Feb. 3 (Bloomberg) -- St. Jude Medical Inc., maker of devices to treat heart conditions, is betting on new technologies this year to overcome weak demand for older medical products, Chief Executive Officer Daniel Starks said.
St. Jude will start selling minimally invasive aortic heart valves and an ablation device to treat hypertension in Europe by the end of the year, Starks said. Analysts estimate the valve market, now led by Medtronic Inc. and Edwards Lifesciences Corp., exceeds $2 billion a year, while the hypertension market may top $25 billion, St. Paul, Minnesota-based St. Jude said.
The focus on high-profit new products will help St. Jude return to “high single-digit or low double-digit” sales gains for the next five years, Starks said. The company said 2012 sales will increase 4 percent to 7 percent, less than the growth posted at the turn of the century. The device maker generated revenue of $5.6 billion in 2011, a 1 percent increase from a year earlier.
“We have a plan that will return us to significantly higher growth than we delivered this past year,” Starks said in a telephone interview. “We are fanatic about targeting opportunities where we can generate multiple billions in new revenue but will still save those who are currently paying.”
St. Jude rose 1.6 percent to $42.51 at the close of trading in New York.
The company is presenting its research and development pipeline to investors and analysts today, emphasizing new technology and recent products for cardiovascular disease, heart rhythm management and brain stimulation. Cost cutting and measures to streamline operations in 2011 and 2012 will save more than $150 million next year, Starks said.
“They have a combination of new markets they are developing on their own and bigger opportunities that may be in areas that are also being developed rapidly by others,” said Raj Denhoy, an analyst for Jefferies & Co. in New York, in a telephone interview. “St. Jude’s ability to play in those markets and our understanding of how their technologies compare are the questions at this point.”
St. Jude’s Fractional Flow Reserve technology, which helps cardiologists pinpoint and treat blockages in the heart arteries, has the potential to boost short-term growth, Denhoy said. An independent monitoring board halted a study of the technology last month, saying the product worked so well at cutting the need for repeat hospitalization and retreatment that all patients in the trial should receive it.

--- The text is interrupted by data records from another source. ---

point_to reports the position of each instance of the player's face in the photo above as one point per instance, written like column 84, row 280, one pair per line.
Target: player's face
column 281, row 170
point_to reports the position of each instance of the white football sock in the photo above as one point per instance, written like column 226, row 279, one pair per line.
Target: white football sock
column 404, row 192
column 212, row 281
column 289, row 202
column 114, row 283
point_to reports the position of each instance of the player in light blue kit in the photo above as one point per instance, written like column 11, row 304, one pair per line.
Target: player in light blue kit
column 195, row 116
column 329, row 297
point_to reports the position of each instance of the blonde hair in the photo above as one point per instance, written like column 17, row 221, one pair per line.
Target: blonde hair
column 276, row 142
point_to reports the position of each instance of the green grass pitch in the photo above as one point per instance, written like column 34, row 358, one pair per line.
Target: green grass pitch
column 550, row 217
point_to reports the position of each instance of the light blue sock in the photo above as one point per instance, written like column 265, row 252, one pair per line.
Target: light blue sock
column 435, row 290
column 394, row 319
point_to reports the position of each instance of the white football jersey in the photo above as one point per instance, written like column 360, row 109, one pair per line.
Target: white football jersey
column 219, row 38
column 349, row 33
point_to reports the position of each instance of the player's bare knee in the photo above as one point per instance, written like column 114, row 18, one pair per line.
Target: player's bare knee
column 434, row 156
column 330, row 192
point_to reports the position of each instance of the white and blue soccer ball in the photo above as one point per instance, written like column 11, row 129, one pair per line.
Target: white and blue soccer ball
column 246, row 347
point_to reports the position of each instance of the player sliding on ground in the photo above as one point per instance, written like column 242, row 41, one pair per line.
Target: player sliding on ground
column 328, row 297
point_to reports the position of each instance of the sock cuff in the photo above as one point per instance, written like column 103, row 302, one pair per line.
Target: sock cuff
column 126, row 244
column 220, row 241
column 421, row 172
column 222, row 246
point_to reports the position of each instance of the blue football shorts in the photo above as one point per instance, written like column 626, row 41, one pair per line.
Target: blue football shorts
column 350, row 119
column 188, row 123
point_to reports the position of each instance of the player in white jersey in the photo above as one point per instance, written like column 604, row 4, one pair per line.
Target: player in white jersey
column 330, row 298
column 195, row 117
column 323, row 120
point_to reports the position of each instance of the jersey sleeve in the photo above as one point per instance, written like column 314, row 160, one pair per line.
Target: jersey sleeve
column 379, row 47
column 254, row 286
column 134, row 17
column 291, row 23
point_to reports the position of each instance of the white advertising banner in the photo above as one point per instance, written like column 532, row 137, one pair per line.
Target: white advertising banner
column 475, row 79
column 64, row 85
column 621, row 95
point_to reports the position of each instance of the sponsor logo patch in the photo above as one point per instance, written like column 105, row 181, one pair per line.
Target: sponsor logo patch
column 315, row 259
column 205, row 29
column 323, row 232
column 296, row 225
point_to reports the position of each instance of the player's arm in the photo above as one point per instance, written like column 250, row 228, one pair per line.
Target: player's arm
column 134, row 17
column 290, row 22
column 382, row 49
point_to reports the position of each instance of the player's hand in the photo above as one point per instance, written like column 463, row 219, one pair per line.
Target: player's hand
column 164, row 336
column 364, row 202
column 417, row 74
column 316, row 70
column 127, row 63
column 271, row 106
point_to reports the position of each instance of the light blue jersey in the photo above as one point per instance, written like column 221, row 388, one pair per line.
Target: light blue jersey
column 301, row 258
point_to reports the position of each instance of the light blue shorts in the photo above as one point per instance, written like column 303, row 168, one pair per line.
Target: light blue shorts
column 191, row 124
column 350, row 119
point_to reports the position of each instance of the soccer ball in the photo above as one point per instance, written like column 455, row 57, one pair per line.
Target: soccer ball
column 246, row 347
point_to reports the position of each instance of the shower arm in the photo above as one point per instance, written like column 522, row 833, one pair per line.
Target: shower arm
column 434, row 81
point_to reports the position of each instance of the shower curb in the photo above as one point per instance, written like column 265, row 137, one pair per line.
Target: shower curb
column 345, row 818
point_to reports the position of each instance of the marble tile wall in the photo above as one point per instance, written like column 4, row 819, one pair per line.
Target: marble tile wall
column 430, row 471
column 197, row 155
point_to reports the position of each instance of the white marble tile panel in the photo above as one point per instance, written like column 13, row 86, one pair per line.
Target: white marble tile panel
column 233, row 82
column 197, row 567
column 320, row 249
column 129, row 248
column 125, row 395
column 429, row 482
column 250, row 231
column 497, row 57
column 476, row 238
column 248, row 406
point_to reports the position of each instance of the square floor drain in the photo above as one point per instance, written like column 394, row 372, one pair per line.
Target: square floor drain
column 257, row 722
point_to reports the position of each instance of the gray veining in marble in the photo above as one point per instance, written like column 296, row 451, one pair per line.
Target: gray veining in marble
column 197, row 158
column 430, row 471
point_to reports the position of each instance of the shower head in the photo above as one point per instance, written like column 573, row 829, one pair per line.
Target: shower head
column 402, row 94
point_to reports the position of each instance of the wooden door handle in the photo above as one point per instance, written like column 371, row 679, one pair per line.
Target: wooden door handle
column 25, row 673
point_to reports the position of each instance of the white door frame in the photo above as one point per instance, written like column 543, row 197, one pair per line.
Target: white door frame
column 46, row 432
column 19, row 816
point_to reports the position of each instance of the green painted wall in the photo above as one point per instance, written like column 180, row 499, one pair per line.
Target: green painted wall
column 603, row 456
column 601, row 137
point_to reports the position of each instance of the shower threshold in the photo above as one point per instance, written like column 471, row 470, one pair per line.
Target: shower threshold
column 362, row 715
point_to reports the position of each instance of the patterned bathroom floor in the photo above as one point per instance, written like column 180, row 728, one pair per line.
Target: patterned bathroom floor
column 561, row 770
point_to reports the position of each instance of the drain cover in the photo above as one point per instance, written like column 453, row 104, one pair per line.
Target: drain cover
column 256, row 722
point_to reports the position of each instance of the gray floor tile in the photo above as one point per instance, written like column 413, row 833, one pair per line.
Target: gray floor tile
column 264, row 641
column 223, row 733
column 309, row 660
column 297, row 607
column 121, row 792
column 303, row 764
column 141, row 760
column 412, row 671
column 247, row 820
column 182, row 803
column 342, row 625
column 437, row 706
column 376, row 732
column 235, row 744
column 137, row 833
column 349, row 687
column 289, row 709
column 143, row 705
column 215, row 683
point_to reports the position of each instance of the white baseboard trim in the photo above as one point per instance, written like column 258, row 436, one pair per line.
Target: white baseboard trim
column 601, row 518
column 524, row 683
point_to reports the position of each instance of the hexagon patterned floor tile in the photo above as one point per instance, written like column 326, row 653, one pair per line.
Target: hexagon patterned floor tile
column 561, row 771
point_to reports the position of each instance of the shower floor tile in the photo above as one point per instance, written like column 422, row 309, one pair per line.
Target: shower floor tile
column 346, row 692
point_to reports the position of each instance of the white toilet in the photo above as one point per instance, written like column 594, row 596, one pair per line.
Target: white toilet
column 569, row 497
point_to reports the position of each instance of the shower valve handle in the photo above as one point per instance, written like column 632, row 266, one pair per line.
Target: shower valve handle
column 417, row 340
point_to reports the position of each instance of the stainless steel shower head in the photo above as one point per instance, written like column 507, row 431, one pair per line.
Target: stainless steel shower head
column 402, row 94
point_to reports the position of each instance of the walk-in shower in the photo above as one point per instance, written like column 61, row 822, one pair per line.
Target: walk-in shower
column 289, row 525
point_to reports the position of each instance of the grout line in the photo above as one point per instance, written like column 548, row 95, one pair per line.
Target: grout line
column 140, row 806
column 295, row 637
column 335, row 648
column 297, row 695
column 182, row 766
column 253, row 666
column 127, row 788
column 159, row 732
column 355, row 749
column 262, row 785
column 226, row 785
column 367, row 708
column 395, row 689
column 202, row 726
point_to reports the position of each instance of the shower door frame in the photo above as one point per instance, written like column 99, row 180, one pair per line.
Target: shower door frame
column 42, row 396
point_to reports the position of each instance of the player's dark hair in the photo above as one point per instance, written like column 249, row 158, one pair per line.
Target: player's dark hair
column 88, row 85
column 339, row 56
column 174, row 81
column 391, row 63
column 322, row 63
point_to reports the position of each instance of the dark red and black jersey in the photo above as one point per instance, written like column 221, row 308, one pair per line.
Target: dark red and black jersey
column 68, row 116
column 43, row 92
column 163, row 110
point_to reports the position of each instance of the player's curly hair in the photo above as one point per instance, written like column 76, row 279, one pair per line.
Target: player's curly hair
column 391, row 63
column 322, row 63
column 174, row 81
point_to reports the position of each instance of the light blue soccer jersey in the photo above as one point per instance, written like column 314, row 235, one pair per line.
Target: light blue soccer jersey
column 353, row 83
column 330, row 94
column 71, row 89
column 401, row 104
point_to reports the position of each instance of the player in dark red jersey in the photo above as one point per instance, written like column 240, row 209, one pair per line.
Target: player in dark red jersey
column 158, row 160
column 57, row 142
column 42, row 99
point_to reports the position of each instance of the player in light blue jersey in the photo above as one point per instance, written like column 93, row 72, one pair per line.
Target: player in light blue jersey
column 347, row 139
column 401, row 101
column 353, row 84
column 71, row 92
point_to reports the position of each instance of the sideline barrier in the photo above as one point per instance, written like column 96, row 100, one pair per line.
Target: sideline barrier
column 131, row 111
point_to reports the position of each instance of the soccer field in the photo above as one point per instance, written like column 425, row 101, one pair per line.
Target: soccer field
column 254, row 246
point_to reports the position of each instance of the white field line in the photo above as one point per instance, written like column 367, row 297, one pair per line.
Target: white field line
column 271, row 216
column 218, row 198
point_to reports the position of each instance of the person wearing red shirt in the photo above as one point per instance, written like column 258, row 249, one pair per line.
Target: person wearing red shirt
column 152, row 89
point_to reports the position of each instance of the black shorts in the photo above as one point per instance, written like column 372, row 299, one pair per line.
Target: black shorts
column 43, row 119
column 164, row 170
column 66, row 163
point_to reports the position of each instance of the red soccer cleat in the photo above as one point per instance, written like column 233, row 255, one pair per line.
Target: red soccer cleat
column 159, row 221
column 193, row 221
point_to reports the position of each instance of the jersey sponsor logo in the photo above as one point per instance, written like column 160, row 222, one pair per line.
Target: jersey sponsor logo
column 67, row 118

The company’s quadripolar system to resynchronize the heart rhythm with a four electrode lead cuts the time to implant a device, uses less radiation and prevents hospital readmissions, Starks said. The technology, approved in November, will become the standard of care, Starks said.
“The competition can’t follow us without putting out an entirely new hardware platform,” he said. “We are years ahead with a disruptive technology in the biggest cardiovascular market.”
The company has had recent setbacks with its technology. CardioMems Inc., which is partly owned by St. Jude, failed to win a U.S. Food and Drug Administration panel’s backing to sell a first-of-its-kind implant to monitor patients for signs of heart failure in December.
The company has been expanding its research for several years and is becoming a complex business, said Thomas Gunderson, a Piper Jaffray & Co. analyst based in Minneapolis. While St. Jude has been a “fast follower,” allowing others to do the initial market development and coming in later with a rival product, the company has now caught up, he said.
“They are in a lot of different areas,” Gunderson said. “They may not always be the first, because that’s risky, but they are starting to be a leader.”
Starks said one area that’s “huge” is treating the sympathetic nerves outside the kidney artery walls to lower blood pressure. St. Jude has been working on the program for three years, he said.
Minneapolis-based Medtronic sells a similar renal denervation system in Europe. St. Jude sees itself as a pioneer, not a follower, Starks said.
“We will be second to market in Europe, but it’s a wide open new market and we are neck and neck,” he said. The company has new technology that’s a “St. Jude original,” Starks said.
The approach uses new sheaths and a multi-electrode catheter that is faster and easier to use, eliminating the need to reposition the device during the procedure, said Frank Callaghan, president of the company’s cardiovascular division, in a telephone interview.
St. Jude is also developing a device to closes holes in the heart that can trigger strokes; a minimally invasive mitral valve; and a tracking system for cardiologists working in the heart that’s based on Israeli fighter jet technology, Starks said. The tracking system enables doctors to view what they are doing inside the heart in the same way that the global positioning systems show drivers where they are on the road.
“They’ve got numerous shots on goal, which lowers the risk portfolio from an investor standpoint,” Gunderson said. “Usually the team with the most shots on goal wins.”